Rural England with picturesque hills and rivers, lush vegetation, with its working population and patriarchal life – a favorite theme of numerous paintings by George Moreland, an outstanding English landscape painter, genre painter and animal painter of the late XVIII century. This was the period when
Sentimental-romantic trends in English painting. A native of London, an artist from a young age preferred to work outside the city limits, lovingly portraying rural nature and settlers. On small canvases, less often on wooden planks, he painted dark forests and sunlit fields, silvery streams, with humpback bridges thrown over them, huts and village taverns, peasants engaged in daily work or enjoying rest.
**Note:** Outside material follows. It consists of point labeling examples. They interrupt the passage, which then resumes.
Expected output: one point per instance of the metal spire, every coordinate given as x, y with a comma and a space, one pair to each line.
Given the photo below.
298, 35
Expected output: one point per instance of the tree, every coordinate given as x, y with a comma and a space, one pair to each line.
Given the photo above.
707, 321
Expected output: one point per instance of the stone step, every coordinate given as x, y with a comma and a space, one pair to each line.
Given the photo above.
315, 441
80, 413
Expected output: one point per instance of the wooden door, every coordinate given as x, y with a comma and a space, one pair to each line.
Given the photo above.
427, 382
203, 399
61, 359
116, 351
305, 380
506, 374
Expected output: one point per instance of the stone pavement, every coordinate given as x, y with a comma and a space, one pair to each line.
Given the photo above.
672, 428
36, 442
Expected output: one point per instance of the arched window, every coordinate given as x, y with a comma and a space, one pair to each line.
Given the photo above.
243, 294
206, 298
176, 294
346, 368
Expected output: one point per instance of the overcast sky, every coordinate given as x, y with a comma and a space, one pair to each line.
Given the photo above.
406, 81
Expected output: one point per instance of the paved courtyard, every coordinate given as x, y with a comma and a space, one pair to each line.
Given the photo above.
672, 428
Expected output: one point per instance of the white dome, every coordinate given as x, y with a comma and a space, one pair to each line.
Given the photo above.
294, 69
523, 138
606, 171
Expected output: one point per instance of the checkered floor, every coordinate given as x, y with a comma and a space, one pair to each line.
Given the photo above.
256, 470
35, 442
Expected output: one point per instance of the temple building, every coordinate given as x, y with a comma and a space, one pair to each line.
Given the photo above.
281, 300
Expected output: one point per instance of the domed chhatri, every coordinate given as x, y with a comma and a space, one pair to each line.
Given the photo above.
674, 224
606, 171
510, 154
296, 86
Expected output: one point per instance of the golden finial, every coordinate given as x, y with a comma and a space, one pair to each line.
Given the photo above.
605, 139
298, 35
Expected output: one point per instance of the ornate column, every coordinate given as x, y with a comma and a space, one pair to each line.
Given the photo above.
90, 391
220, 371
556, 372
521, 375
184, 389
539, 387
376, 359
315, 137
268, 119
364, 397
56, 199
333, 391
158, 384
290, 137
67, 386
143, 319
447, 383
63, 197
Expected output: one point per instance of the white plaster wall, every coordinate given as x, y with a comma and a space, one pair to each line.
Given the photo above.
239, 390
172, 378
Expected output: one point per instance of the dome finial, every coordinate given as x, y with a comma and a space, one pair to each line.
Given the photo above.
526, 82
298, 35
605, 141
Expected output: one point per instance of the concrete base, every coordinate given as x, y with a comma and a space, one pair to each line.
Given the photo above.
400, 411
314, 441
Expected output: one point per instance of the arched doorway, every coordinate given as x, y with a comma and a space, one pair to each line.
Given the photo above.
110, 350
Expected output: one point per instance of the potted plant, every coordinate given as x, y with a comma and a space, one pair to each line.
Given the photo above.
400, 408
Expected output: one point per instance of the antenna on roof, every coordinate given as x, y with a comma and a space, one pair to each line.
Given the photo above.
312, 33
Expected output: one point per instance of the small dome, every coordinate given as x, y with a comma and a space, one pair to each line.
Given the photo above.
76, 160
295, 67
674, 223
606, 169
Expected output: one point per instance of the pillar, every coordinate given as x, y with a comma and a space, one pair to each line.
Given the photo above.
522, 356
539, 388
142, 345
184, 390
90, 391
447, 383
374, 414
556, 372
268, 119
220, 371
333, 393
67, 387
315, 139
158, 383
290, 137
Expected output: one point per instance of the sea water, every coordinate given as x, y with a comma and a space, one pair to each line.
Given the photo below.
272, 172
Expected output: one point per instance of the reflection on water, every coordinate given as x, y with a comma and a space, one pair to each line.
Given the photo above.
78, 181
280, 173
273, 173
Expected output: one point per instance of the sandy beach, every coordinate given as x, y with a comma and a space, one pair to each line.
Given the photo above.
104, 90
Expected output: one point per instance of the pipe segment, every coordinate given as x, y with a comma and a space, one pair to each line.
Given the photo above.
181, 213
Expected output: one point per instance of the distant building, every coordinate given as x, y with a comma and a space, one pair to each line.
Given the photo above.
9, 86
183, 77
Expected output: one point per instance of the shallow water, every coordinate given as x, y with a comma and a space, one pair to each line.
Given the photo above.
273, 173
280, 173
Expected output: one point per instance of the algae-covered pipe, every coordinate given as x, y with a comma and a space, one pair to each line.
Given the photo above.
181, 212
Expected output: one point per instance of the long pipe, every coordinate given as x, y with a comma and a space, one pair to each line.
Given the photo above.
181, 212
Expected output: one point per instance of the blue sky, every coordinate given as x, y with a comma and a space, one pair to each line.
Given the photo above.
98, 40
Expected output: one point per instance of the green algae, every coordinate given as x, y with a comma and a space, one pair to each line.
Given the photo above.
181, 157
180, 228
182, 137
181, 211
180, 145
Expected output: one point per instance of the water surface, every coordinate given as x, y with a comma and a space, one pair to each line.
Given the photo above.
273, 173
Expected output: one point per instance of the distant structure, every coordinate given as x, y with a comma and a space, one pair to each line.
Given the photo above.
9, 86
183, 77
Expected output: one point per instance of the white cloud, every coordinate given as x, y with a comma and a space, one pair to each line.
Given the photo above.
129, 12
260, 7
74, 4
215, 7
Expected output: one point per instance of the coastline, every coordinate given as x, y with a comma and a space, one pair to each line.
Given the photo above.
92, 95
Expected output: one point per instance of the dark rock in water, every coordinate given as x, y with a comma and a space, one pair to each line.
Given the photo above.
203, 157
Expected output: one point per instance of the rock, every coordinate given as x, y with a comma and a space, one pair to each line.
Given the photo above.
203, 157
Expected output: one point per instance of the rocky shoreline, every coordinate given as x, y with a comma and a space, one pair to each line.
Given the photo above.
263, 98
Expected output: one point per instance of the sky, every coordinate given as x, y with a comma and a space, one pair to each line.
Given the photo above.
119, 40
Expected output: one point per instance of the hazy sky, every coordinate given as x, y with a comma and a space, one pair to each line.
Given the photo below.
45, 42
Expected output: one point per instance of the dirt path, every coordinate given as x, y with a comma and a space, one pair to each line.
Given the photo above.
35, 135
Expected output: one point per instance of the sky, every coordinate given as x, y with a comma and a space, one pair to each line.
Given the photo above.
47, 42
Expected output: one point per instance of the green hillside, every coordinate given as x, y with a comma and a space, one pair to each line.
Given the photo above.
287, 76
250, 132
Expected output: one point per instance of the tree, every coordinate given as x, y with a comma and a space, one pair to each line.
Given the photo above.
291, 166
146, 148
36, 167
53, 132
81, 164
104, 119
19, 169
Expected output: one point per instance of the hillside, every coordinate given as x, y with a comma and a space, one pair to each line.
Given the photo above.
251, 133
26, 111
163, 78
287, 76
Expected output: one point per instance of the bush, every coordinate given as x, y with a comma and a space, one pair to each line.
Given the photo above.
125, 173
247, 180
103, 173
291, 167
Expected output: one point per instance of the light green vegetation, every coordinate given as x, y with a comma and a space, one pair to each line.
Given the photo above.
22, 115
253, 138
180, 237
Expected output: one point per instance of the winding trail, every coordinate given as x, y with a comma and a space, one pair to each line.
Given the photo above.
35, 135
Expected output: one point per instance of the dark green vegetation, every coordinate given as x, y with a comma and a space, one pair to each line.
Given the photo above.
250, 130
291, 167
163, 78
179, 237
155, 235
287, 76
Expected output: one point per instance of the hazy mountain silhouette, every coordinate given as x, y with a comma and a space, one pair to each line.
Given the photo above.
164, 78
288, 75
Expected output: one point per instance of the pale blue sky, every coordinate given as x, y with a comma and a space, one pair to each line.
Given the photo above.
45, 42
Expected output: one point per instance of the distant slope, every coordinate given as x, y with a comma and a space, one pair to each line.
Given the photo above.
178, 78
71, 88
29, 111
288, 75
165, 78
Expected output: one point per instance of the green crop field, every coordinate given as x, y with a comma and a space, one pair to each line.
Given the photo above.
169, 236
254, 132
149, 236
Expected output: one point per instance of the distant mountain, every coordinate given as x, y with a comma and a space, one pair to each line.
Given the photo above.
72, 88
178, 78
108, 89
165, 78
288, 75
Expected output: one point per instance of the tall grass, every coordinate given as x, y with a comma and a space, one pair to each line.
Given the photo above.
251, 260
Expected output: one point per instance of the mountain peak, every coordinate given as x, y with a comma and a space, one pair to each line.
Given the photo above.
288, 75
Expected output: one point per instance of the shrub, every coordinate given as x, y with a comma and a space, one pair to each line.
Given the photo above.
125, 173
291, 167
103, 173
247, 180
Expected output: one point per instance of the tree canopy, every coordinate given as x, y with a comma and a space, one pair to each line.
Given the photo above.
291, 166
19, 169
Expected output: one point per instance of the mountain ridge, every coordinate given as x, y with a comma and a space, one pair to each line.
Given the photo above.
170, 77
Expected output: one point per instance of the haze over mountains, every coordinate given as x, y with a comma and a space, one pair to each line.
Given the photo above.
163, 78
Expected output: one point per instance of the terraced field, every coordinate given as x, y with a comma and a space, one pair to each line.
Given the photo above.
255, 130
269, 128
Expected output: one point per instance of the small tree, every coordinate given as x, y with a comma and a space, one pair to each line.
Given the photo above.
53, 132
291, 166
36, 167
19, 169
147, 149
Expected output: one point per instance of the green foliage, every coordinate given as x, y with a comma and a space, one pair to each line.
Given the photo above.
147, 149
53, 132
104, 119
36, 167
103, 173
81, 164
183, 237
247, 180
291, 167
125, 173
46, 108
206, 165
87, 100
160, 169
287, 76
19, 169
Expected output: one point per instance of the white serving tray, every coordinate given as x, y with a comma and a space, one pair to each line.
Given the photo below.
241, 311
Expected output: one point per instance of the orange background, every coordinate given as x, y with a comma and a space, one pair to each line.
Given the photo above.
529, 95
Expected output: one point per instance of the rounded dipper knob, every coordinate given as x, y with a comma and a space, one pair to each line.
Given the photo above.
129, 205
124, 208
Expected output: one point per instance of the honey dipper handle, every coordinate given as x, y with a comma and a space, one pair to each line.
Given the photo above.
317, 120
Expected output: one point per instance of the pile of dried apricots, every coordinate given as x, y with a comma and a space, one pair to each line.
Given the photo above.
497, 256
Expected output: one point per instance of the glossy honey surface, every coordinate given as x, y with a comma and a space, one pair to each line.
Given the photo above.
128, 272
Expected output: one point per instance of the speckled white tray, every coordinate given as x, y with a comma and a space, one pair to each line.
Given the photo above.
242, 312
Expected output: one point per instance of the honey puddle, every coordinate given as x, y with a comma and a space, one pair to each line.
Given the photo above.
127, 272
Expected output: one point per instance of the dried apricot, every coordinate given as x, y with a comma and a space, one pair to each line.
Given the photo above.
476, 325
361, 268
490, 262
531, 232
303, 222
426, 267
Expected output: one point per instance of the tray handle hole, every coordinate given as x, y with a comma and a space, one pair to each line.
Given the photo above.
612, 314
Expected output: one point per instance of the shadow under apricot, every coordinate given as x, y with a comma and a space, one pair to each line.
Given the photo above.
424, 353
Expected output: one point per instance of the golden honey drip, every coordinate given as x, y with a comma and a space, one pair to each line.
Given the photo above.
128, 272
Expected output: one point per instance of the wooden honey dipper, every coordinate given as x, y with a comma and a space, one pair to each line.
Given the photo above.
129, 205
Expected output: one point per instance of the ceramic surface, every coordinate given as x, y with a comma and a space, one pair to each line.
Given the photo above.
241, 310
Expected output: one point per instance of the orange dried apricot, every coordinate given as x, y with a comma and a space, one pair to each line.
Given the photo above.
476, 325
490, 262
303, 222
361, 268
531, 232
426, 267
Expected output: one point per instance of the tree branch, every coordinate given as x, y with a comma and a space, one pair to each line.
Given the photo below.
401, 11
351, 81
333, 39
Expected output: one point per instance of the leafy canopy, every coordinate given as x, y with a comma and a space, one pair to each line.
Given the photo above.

In one of his best works, Approaching a Thunderstorm, the artist uses various means of expression. Particularly successful composition of the picture. A calm foreground group is contrasted with agitated nature, engulfed in a jerky movement. This contrast Moreland emphasizes and pictorial methods: wide strokes of the brush mold the figures; fractional, small strokes dynamically transmit trembling foliage and clouds running across the sky. The Thunderstorm Approach is one of the more rare and large paintings by Moreland; the artist, who usually worked in a hurry, wrote his sketches on very small canvases and often did not have time to finish them.
The end of 1780 – the beginning of the 1790s, when the Hermitage painting was painted – the period of creating the best works of the artist, who worked only twenty years and died in the prime of his creative power. The painting “The Approach of a Thunderstorm” entered the Hermitage in 1919 from the Fersen collection.